Learning Critical Thinking Through Astronomy, Week 4Posted: September 10, 2016
This week, we wrapped up the first series of seven activities. Students were expected to have completed Activity0105 outside of classs last week (even though I know many did not) and Activity0103 outside of class this week. Class time was devoted to questions raised by those two activities (if there were any, and there were essentially none) and Activity0104 and Activity0106.
Activity 4 focuses on frameworks, aka theories, and how they are created by people. In the spirit of Feynman, the idea is to watch some “natural process” play out and try to write down the “rules” that govern the observed process. I use a simple dice game (I don’t want to divulge too much here in case students find this page) to model a “natural process” and students have to watch as I play the role of Nature, remembering that Nature doesn’t directly answer questions we pose, and try to predict what will hap”open when this “natural process” occurs again. They generate their list of rules, their frameworks, and then use them to discuss how frameworks generate questions and predictions.
Why the word “framework?” I decided years ago to tackle the problematic word “theory” by simply eliminating it entirely from the lexicon. We really don’t need it, because it’s inevitably going to be misused either accidentally by those who don’t know better and intentionally by those who do. Either way, it’s a problematic word and I feel that either “model” or “framework” would be a better replacement. I opted for the latter, mostly I’ve yet to see a way it can be misused in the way that “theory” is frequently misused.

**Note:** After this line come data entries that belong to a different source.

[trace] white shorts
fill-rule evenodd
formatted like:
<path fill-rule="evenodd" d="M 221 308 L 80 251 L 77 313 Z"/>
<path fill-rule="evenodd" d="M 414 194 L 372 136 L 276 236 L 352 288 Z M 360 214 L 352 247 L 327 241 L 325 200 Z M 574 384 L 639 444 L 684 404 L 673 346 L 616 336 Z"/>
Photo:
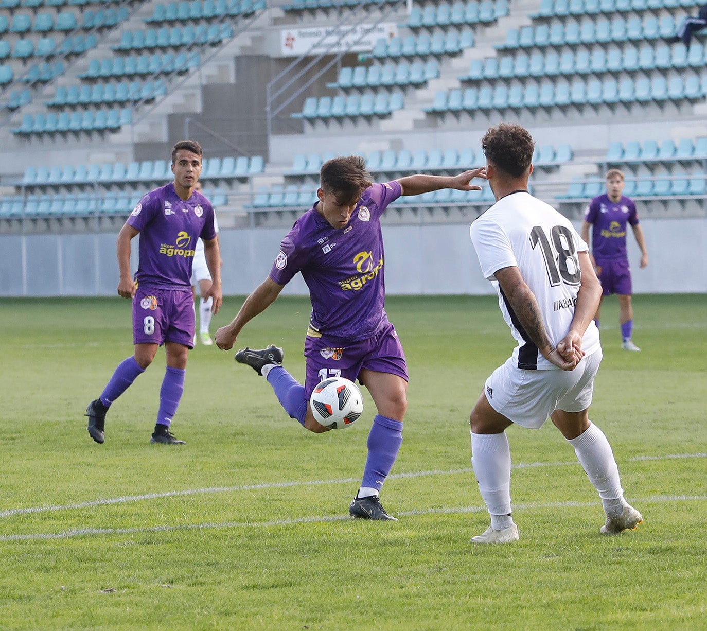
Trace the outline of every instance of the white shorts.
<path fill-rule="evenodd" d="M 589 407 L 602 357 L 599 349 L 572 371 L 523 370 L 511 358 L 486 379 L 484 393 L 498 414 L 522 427 L 539 429 L 556 410 Z"/>
<path fill-rule="evenodd" d="M 211 279 L 211 275 L 209 273 L 209 266 L 206 265 L 204 248 L 197 248 L 194 253 L 194 260 L 192 262 L 192 284 L 197 285 L 200 280 Z"/>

Activity 6 focuses on scientific validity and the concepts of testability and falsifiability. I understand there is some discussion about whether or not science needs falsifiability, but I am currently not swayed by any of this. I may address this in a future revision of this activity. Students almost always confuse “false” and “falsifiable” and this semester was no exception. I had to address it with a mini-lecture.
I’ve also made use of several videos by Veritasium (aka Derek Muller) and his excellent YouTube channel. His videos on guessing numbers, wrong research, truth by repitition, why anecdotes trump evidence, and good vs. bad predictions are especially relevant.
Now, if I have done everything correctly (and there’s no guarantee that I have) and if students have properly engaged, at this point in the course students have a good foundation for what science is and how it really works as opposed to the traditional rigidly numbered steps called “THE scientific method.” It’s sad that students are still subjected to this rigid set of steps that, unfortunately, no two authors agree on. Specifically, there’s no agreement on how many steps there are and there’s no agreement on the order of the steps. Let’s just stop presenting scientific reasoning that way and present it as a continual process that can start anywhere (but must be ultimately traceable back to some natural phenomenon…or so I think…I may be wrong).
As usual, students are still using the word “proof” in much of their conversation and I’ve been unusually silent about this so far this semester. However, I will have to address it, but I will do so as an outcome of assessments next week.
Speaking of next week, we’ll begin the next chapter and series of activities, the theme for which is observation.
I welcome feedback, questions, and constructive criticism.